Cass, in turn, was jumped on by economic commentator Noah Smith who accused those who pen ‘grandiose broadsides against economics’ of failing to engage with specific theories and models that prove themselves ‘in the real world day in and day out’. (Smith must not have read Elizabeth Popp Berman, Binyamin Appelbaum, Tom Bergin or many others then, who rigorously engage with tons of theories and models.) The critics, Smith says, ‘don’t seem like they’ve bothered to think very hard’ about the ways in which economics is different to physics and why it matters.
Ricardo’s Dream is at heart about the subject that some of America’s leading politicos are debating: the differences between economics and physics.
The book begins with Isaac Newton at his family farm shielding from the bubonic plague of 1665 (a forerunner of Covid lockdowns). It explores how Newton’s mathematical theories inspired generations of economists like David Ricardo who argued that their ideas were natural, universal and ‘as certain as the principle of gravitation.’ The book ends with Newton too and a brilliant but often ignored quotation from John Maynard Keynes, perhaps the greatest economic thinker of the twentieth century, which neatly flips the famous story of Newton’s apple falling from the tree to argue against doing economics like physics.

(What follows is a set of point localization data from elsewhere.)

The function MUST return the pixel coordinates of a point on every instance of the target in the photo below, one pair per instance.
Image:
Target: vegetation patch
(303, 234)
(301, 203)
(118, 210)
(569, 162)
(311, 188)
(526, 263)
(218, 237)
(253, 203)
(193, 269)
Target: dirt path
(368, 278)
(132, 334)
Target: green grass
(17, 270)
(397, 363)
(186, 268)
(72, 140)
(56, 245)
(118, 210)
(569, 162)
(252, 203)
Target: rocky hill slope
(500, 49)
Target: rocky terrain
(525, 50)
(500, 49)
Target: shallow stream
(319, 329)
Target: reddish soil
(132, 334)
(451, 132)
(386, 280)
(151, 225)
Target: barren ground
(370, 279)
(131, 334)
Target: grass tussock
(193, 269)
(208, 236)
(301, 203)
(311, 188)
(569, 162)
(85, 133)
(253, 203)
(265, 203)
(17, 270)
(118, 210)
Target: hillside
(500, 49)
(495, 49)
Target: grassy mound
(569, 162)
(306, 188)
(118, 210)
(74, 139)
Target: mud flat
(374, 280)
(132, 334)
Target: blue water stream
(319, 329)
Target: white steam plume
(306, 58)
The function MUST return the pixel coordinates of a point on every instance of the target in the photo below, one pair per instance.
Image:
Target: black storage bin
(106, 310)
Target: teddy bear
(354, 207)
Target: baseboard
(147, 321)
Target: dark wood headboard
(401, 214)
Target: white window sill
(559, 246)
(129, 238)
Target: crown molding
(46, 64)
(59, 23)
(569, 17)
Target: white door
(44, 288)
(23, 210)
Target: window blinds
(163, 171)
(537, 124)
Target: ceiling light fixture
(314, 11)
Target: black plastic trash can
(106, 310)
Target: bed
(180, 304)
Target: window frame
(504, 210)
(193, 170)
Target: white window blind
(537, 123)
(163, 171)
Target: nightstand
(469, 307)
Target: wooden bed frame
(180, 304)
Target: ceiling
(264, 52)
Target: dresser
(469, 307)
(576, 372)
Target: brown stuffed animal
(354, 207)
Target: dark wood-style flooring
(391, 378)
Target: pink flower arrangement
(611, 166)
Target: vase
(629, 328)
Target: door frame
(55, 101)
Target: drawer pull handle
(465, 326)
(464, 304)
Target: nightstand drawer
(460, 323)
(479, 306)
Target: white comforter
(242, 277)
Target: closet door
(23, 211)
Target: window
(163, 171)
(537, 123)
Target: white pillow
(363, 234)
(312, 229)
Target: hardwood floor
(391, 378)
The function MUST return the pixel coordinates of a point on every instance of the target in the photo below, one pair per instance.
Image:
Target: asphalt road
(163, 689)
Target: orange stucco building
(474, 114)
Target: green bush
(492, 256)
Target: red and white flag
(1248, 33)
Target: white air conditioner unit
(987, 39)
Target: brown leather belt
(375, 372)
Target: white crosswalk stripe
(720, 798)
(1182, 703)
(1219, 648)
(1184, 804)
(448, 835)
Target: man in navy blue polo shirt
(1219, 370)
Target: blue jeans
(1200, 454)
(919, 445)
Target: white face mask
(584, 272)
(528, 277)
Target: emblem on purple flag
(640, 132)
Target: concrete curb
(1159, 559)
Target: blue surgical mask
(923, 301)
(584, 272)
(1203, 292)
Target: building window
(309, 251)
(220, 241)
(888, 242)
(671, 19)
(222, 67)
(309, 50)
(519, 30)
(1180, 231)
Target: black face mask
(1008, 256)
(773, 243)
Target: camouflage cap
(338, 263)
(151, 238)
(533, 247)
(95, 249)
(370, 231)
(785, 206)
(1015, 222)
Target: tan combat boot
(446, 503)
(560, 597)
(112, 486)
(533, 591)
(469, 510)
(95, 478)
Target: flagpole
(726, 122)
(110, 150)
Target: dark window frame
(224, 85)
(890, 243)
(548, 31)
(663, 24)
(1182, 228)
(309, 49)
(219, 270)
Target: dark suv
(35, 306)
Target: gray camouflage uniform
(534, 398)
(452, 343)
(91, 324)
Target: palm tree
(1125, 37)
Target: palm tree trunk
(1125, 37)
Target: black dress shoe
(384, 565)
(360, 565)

The book includes other largely unknown stories – relevant to the verbal clashes of 2025 – for example that William Whewell, the person who coined the terms ‘scientist’ and ‘physicist’, was a great enemy classical economics and its faulty methods.
More work to do
Contra Noah Smith, Ricardo’s Dream engages directly with a host of economic theories and models related to finance, corporate power, and the costs of climate change. It also acknowledges that mainstream economics has changed for the better in the past decade, but more needs to be done, and that we could be on the cusp of an exciting, new chapter for real world economic thinking. While I don’t share Oren Cass’s politics, I do agree that economics should not imitate physics. We need a more historical, holistic, and human economics.
The world has changed since the idea of Ricardo’s Dream was born five years ago, even since it was published six months ago, but I’m pleased that its arguments are not yet obsolete or exhausted. I hope that, with willing readers, they have much more work to do.
Thank you Nat. Ricardo’s dream helped me understand much that was unknowable to me before. Bravo Nat !!!